Los años de la peste, de las noches sin día, de la desesperanza. Los años de Rodrigo D. No Futuro, de una ciudad sin horizonte, del colapso social. Medellín, después del esplendor industrial de gran parte del siglo XX, agonizaba a finales de los años ochenta y comienzos de los noventa.
En su momento más complejo y haciendo de tripas, corazón, la dirigencia y la sociedad cerraron filas para sacar adelante el proyecto que comenzó su transformación urbana. La región superó los dilatados pleitos con el consorcio constructor, empeñó parte de sus impuestos hasta el 2083 y padeció la parálisis de las obras durante 38 meses para finalmente ver a rodar su tren tras 12 años de construcción.

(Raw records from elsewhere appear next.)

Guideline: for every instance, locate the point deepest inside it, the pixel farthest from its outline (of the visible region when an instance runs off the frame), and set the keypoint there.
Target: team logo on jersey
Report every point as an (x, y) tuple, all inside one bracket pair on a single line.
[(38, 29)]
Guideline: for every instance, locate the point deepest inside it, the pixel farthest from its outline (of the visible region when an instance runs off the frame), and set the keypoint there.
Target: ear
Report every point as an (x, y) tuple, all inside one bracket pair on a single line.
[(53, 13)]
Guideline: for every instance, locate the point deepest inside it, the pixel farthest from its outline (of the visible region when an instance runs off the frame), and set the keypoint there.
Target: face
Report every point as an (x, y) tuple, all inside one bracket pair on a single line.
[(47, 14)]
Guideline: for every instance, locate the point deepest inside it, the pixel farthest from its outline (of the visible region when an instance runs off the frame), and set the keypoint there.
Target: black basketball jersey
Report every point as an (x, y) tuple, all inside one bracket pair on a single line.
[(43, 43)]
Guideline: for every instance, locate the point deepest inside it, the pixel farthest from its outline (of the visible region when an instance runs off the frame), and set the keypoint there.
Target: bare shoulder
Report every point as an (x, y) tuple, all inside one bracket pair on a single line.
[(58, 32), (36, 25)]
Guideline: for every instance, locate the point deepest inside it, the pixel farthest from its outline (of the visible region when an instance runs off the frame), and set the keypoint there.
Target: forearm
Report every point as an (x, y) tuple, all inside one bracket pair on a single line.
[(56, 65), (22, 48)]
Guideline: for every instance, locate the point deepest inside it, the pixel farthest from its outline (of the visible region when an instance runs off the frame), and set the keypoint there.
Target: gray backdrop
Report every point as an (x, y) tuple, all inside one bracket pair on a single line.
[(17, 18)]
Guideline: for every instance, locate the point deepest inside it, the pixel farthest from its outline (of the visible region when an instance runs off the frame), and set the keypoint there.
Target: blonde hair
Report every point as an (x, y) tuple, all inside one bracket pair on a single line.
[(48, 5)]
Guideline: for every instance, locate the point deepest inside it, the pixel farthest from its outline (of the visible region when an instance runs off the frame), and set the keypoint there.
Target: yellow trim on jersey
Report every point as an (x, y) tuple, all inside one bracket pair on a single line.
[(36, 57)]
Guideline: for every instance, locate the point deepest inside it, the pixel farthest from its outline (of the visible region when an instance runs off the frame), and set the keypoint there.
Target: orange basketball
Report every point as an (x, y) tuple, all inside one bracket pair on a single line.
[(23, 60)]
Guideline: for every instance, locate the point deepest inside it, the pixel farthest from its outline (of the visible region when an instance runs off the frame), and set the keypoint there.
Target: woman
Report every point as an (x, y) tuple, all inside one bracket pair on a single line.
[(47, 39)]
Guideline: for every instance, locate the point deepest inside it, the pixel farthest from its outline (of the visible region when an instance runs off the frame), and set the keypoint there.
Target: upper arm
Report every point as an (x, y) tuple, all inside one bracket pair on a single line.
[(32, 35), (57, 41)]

Los rieles de la líneas A y B del metro fueron los canales por los que la ‘cultura metro’ comenzó a implantarse en la ciudad.

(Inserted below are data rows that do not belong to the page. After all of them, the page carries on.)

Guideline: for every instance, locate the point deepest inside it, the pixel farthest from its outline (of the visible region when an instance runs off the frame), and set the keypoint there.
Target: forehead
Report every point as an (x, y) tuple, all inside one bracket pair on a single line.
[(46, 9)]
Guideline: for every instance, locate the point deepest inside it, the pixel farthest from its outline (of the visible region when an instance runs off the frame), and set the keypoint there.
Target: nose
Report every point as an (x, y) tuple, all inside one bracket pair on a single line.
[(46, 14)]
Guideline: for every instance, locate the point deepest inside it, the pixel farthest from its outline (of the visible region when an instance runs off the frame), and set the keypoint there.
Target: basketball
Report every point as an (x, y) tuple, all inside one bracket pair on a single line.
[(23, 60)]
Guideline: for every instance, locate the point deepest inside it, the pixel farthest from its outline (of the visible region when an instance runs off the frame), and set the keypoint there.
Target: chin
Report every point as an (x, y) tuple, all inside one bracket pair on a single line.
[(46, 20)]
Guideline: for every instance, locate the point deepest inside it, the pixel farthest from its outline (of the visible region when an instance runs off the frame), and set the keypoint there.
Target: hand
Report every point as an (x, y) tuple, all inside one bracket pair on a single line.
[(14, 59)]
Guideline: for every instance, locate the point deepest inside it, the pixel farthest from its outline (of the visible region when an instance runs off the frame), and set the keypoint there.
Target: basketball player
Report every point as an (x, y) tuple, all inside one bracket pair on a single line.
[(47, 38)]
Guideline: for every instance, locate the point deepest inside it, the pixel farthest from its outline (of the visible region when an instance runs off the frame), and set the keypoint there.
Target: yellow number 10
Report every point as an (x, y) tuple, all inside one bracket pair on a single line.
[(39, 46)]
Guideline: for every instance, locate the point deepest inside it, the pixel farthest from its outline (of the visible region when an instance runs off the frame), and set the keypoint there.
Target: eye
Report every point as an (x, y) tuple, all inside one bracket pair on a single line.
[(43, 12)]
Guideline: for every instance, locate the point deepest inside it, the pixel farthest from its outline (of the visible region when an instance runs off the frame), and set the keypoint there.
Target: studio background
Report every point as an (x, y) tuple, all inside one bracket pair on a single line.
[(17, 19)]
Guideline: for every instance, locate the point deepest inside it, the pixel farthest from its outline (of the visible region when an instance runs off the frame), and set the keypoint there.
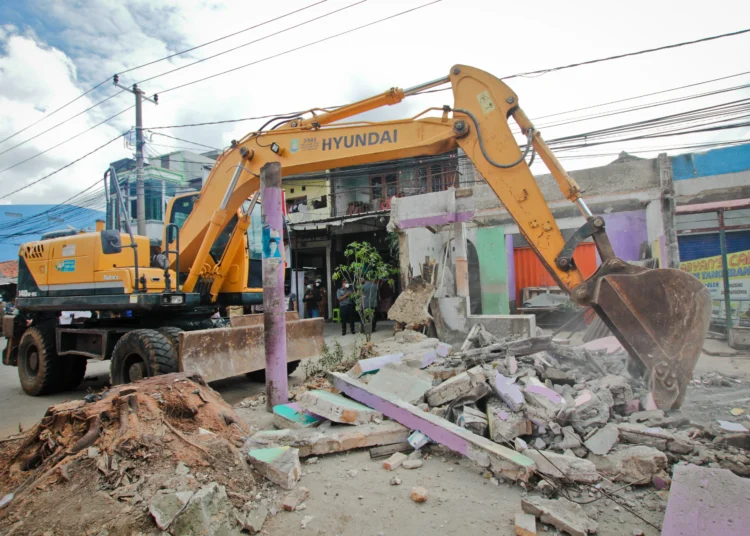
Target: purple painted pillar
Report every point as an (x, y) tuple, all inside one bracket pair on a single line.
[(511, 270), (274, 318)]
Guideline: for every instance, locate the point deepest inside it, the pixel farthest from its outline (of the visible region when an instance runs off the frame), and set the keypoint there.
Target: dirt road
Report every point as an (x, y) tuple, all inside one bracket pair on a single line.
[(20, 409)]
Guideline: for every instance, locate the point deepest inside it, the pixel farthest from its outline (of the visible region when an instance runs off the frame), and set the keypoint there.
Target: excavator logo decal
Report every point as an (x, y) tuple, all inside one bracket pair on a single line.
[(361, 140)]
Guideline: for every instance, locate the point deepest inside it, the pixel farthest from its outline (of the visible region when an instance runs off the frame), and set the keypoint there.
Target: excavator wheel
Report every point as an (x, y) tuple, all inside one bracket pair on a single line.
[(139, 354), (73, 371), (39, 367), (173, 336)]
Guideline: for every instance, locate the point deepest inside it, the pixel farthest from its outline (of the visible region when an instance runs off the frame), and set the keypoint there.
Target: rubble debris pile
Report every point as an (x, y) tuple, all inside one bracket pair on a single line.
[(162, 452)]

Ese trazado se desvió e irrumpió en el Centro de la capital de Antioquia, el lugar más caótico de la ciudad hoy, y también hace 20 años. Pasó en frente del Palacio de Justicia, del Museo de Antioquia y de las esculturas redondas y broceadas de Fernando Botero, tal vez el artista colombiano más importante de todos los tiempos.
Pero la historia del metro pasó la página desde el aire. Santo Domingo Savio y San Javier, dos barrios rezagados por la violencia, el desarraigo y el olvido, recuperaron algo de su dignidad e integración por medio de cables aéreos, antes solo pensados para el turismo.